Cell and Structural Biology

Biography

Biography: Whitney Yin

Abstract

Like all high-fidelity DNA polymerases, human mitochondrial DNA polymerase, Pol-g contains polymerization (pol) activity for DNA synthesis and proofreading exonuclease (exo) activity for error correction. Pol-g is a holoenzyme consists of a catalytic subunit Pol-gA and accessory subunit Pol-gB. Pol-gA contains all enzymatic activity including pol, exo and deoxyribose phosphate (dRP) lyase, Pol-gB contains no enzymatic activity of its own but regulates all Pol-gA activates, consequently, the holoenzyme has higher processive and elevated dRP lyase activity. We determined crystal structures of Pol-g ternary complex with primer/template DNA and an incoming nucleotide to understand how the two active sites communicate with each other.

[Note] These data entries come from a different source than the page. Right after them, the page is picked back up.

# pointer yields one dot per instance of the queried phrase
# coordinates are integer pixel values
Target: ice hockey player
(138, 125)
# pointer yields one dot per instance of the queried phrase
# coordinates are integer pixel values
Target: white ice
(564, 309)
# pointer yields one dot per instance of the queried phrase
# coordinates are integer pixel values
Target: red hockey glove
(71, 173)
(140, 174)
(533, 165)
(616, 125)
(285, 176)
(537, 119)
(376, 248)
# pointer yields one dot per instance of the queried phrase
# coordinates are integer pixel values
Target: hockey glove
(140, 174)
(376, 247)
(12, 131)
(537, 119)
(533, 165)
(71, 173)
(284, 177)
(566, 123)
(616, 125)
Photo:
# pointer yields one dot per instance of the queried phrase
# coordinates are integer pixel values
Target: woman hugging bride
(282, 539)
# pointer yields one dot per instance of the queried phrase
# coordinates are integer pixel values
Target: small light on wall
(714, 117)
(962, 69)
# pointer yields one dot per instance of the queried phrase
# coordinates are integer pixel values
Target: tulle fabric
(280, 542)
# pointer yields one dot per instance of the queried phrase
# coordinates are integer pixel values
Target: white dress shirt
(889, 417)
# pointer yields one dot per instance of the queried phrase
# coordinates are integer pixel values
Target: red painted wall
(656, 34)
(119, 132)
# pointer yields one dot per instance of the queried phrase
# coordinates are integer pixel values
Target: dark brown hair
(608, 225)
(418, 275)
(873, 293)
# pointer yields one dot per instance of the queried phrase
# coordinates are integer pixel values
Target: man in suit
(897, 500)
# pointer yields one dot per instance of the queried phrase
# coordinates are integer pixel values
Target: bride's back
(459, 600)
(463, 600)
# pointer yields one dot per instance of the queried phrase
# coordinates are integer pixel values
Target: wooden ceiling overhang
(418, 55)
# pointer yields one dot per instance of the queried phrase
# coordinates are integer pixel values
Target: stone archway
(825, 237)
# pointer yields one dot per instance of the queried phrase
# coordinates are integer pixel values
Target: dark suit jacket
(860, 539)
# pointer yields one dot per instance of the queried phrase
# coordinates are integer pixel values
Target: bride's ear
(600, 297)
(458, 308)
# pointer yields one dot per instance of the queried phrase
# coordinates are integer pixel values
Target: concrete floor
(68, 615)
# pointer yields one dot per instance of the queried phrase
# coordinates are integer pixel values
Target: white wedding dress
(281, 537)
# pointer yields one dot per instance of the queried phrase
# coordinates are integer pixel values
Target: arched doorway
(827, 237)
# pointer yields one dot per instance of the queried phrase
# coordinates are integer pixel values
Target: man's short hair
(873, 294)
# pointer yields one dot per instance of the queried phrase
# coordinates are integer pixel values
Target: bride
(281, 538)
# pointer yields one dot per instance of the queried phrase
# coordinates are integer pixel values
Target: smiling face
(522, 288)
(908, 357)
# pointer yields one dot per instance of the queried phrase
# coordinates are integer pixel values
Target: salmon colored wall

The ternary complex reveals a b-hairpin situated between the two active sites in Pol-gA could transfer the information of nucleotide misincorporation in the pol site to the exo site 40Å away for excision. Our enzymatic studies indicate that Pol-g variants in the b-hairpin completely abolish pol activity while retains full exo activity. Additionally, we performed molecular simulation and found the hairpin region are energetically destabilized with perturbation of Pol-g variants in either pol or exo active sites, revealing for the first time that the two active sites are energetically coupled and DNA strand shuttling is accompanied by destabilization of the path connecting the pol and exo sites.